It was 241 years ago this week that Thomas Jefferson and a band of brothers unleashed the Declaration of Independence, one of mankind’s greatest documents, upon the Earth.
Did you notice two key words in that previous sentence, namely brothers and mankind?
In the nearly quarter of a millennium since the Declaration was signed, we still haven’t figured out how to incorporate or even recognize the contributions of women into the American fabric.
One of the most noticeable, if not admittedly inconsequential areas where women continually draw short shrift is in athletics.
Good luck finding the results of most sporting events involving women outside the Olympics.
And when you do find those results, if they’re from a sport where men also compete, like golf or basketball or track and field, it doesn’t take long for comparisons between the two sides to begin, usually to the detriment of the female participants.

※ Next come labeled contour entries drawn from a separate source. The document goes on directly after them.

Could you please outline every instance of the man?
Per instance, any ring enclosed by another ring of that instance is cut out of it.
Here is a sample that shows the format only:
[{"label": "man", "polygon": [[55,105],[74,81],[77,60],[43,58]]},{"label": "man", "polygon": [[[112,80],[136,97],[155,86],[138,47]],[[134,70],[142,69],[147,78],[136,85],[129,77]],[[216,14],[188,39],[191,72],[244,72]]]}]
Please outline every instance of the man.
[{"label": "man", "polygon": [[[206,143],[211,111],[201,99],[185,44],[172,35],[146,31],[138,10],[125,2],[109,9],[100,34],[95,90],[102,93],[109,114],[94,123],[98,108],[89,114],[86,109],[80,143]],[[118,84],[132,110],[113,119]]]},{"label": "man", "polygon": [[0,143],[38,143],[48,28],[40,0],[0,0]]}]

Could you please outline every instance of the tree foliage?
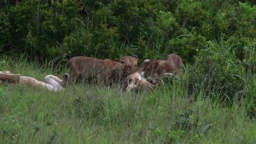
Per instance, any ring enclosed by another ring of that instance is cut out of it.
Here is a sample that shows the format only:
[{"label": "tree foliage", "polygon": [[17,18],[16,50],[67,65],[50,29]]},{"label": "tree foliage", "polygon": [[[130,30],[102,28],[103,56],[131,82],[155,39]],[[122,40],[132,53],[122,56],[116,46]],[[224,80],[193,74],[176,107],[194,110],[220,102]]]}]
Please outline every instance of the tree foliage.
[{"label": "tree foliage", "polygon": [[[255,43],[253,1],[23,0],[0,2],[0,50],[31,59],[72,56],[141,60],[175,52],[194,62],[197,50],[220,35],[235,50]],[[243,52],[244,53],[244,52]]]}]

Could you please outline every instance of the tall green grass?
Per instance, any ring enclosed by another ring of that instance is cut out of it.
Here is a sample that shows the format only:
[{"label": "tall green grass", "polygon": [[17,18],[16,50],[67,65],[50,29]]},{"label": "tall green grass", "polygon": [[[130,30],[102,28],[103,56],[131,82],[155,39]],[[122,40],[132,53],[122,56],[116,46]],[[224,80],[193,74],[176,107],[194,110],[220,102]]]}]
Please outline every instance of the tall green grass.
[{"label": "tall green grass", "polygon": [[[43,80],[62,74],[50,67],[4,57],[0,70]],[[123,92],[84,84],[51,92],[20,84],[0,86],[0,143],[253,143],[255,80],[230,105],[221,92],[193,86],[188,67],[181,79],[155,91]],[[203,85],[203,81],[200,85]]]}]

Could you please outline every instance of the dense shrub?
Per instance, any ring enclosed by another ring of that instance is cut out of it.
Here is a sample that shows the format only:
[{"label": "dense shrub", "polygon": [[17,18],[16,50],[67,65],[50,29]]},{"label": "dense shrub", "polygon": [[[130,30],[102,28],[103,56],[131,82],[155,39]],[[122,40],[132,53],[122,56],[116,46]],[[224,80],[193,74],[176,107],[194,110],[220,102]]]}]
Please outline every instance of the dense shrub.
[{"label": "dense shrub", "polygon": [[136,53],[142,61],[175,52],[193,63],[196,50],[223,33],[244,40],[236,53],[242,59],[242,47],[255,35],[256,8],[246,2],[4,1],[0,50],[32,59],[68,52],[112,59]]},{"label": "dense shrub", "polygon": [[[193,75],[196,78],[192,79],[195,80],[196,88],[203,86],[209,95],[218,92],[223,99],[230,101],[241,99],[254,78],[250,73],[246,76],[243,63],[237,58],[237,50],[234,47],[239,42],[232,39],[225,40],[225,38],[223,35],[219,42],[208,41],[205,49],[199,51],[193,65],[195,73]],[[247,46],[252,48],[254,46]]]}]

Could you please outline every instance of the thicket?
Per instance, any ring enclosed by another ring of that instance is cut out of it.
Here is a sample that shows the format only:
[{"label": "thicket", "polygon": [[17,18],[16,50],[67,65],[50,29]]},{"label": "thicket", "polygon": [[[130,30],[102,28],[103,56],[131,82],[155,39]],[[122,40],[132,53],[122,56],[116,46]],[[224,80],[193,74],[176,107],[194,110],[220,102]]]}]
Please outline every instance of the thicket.
[{"label": "thicket", "polygon": [[1,1],[0,55],[25,53],[29,60],[56,65],[66,52],[113,59],[136,54],[139,62],[175,53],[194,69],[190,76],[197,79],[190,79],[191,91],[203,87],[210,95],[218,91],[225,101],[231,101],[246,95],[242,92],[255,79],[251,75],[256,64],[255,4],[236,0]]},{"label": "thicket", "polygon": [[1,1],[0,50],[32,60],[176,53],[194,62],[224,35],[243,59],[243,47],[255,43],[255,17],[254,1]]}]

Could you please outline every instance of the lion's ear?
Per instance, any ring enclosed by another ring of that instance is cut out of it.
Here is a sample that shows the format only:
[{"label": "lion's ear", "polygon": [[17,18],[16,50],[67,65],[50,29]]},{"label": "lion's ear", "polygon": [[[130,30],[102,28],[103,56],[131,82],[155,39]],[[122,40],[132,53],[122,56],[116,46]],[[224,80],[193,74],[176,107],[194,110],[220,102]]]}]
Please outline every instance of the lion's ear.
[{"label": "lion's ear", "polygon": [[133,55],[132,57],[136,58],[136,60],[138,61],[138,56],[136,55]]},{"label": "lion's ear", "polygon": [[152,68],[154,69],[156,69],[158,67],[158,65],[159,65],[159,62],[154,62],[152,65]]},{"label": "lion's ear", "polygon": [[131,73],[131,68],[127,65],[124,65],[124,68],[123,68],[123,70],[124,71],[124,74],[128,75]]},{"label": "lion's ear", "polygon": [[115,62],[119,62],[119,63],[124,63],[124,61],[121,61],[121,60],[120,60],[119,59],[115,59]]}]

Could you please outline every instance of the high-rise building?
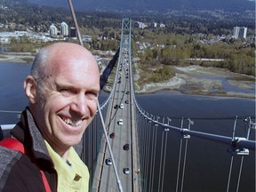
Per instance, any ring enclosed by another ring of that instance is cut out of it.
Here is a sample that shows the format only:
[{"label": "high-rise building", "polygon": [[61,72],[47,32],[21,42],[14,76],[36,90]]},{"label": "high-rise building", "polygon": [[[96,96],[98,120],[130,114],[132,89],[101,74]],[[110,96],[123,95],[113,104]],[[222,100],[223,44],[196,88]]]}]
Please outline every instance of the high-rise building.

The one sport where the two sexes compete and women get something of a fair shake is tennis. Or, at least, that seemed true.
That is until John McEnroe, a legend on the court and its most recognized commentator off, was asked in an NPR interview about Serena Williams.

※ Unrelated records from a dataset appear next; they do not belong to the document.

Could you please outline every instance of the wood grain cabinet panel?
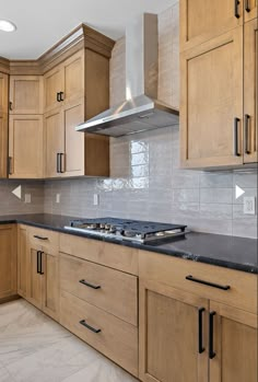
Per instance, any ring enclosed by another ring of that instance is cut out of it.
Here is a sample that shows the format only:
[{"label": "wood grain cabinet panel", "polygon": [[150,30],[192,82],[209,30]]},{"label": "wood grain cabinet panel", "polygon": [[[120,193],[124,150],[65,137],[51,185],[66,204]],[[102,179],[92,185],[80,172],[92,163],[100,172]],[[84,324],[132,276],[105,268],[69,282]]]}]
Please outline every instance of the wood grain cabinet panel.
[{"label": "wood grain cabinet panel", "polygon": [[210,312],[214,314],[210,382],[256,382],[257,315],[213,301]]},{"label": "wood grain cabinet panel", "polygon": [[[140,379],[207,382],[208,300],[154,281],[140,280]],[[199,344],[199,310],[203,325]]]},{"label": "wood grain cabinet panel", "polygon": [[0,225],[0,300],[16,294],[16,225]]},{"label": "wood grain cabinet panel", "polygon": [[9,177],[43,177],[43,116],[11,115],[9,124]]},{"label": "wood grain cabinet panel", "polygon": [[43,114],[43,77],[10,77],[10,114]]},{"label": "wood grain cabinet panel", "polygon": [[245,22],[258,16],[258,0],[245,0]]},{"label": "wood grain cabinet panel", "polygon": [[258,19],[245,24],[244,55],[244,162],[258,160]]},{"label": "wood grain cabinet panel", "polygon": [[181,163],[243,164],[243,27],[181,54]]},{"label": "wood grain cabinet panel", "polygon": [[8,176],[8,114],[0,115],[0,178]]},{"label": "wood grain cabinet panel", "polygon": [[198,46],[243,25],[244,0],[239,0],[238,3],[236,1],[180,0],[181,50]]}]

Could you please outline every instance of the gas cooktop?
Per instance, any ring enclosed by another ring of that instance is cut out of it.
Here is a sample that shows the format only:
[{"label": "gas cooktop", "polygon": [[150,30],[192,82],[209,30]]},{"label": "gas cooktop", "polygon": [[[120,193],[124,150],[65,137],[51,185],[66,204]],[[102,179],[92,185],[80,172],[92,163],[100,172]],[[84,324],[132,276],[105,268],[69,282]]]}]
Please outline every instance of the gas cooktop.
[{"label": "gas cooktop", "polygon": [[186,233],[187,225],[117,218],[72,220],[64,229],[96,236],[127,240],[138,243],[160,242]]}]

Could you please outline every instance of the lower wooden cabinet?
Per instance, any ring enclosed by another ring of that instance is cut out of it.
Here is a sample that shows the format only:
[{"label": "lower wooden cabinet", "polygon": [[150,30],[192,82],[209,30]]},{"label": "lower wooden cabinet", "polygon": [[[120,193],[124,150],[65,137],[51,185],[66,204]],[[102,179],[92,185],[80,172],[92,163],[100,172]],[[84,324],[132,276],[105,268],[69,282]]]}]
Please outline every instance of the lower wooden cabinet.
[{"label": "lower wooden cabinet", "polygon": [[208,340],[208,300],[140,280],[139,306],[140,380],[207,382],[208,354],[202,348],[207,349]]},{"label": "lower wooden cabinet", "polygon": [[16,294],[16,225],[0,225],[0,300]]},{"label": "lower wooden cabinet", "polygon": [[17,292],[58,320],[59,235],[51,231],[19,225],[17,238]]}]

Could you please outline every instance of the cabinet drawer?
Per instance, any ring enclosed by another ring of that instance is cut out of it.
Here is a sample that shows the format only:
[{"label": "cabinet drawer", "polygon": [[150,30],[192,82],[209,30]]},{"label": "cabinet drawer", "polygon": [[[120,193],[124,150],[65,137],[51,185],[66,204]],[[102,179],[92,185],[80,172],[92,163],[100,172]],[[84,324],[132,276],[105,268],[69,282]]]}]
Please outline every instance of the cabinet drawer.
[{"label": "cabinet drawer", "polygon": [[138,325],[136,276],[61,254],[60,288],[132,325]]},{"label": "cabinet drawer", "polygon": [[59,233],[57,232],[30,227],[28,241],[30,245],[35,245],[52,255],[58,255]]},{"label": "cabinet drawer", "polygon": [[[89,328],[83,325],[90,325]],[[101,309],[61,291],[60,323],[89,345],[138,375],[138,329]],[[94,333],[94,329],[101,329]]]},{"label": "cabinet drawer", "polygon": [[[257,313],[257,275],[143,251],[139,252],[139,274],[140,278]],[[195,282],[186,279],[187,276],[222,287],[230,286],[230,289]]]},{"label": "cabinet drawer", "polygon": [[60,234],[60,252],[138,275],[138,251],[119,244]]}]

McEnroe quickly allowed that Williams was the best female player ever. Then, the interviewer asked why he qualified his praise, why she wasn’t the best player in the world, period.
McEnroe seemed flustered for a moment, then posited that if Williams played on the men’s circuit that she would be ranked 700th in the world.
Let’s give McEnroe the benefit of the doubt that the question was a bit flawed.
Let’s also state this fact: In most cases, once past puberty, men are typically physically stronger and faster than women.
Even with those allowances, McEnroe made the same postulation that many sports fans – male and female - - do.
It’s the one that assumes that bigger and faster means automatically better.
The words bigger, faster and, for the most part, stronger, are objective words, representing things that can be measured.
But better? That is entirely a subjective word. A reasonable person can certainly look at how well two people perform in their own realms and make a judgement that one person is better at what they do than the other.
Serena Williams has won more Grand Slam titles than all but one person in history, male or female, many in thoroughly dominant fashion, and the last one while she was two months pregnant.
Shouldn’t that fact alone get her in the conversation about who is best, regardless of gender?
What McEnroe did was continue the specious line that any athletic thing a man does is better than any athletic thing a woman does, because a man is bigger, stronger or faster.
If you think that, try this supposition on for size: Mike Tyson was a heavyweight boxer and likely would have clobbered Sugar Ray Robinson, a welterweight, by virtue of his size and strength.
Yet, no serious boxing historian would say that Tyson was a better fighter than Robinson. Not unless they wanted to be laughed at.
And so, during this Independence week, we give thanks for the freedom to laugh at silly people like John McEnroe.
And that’s how I see it for this week.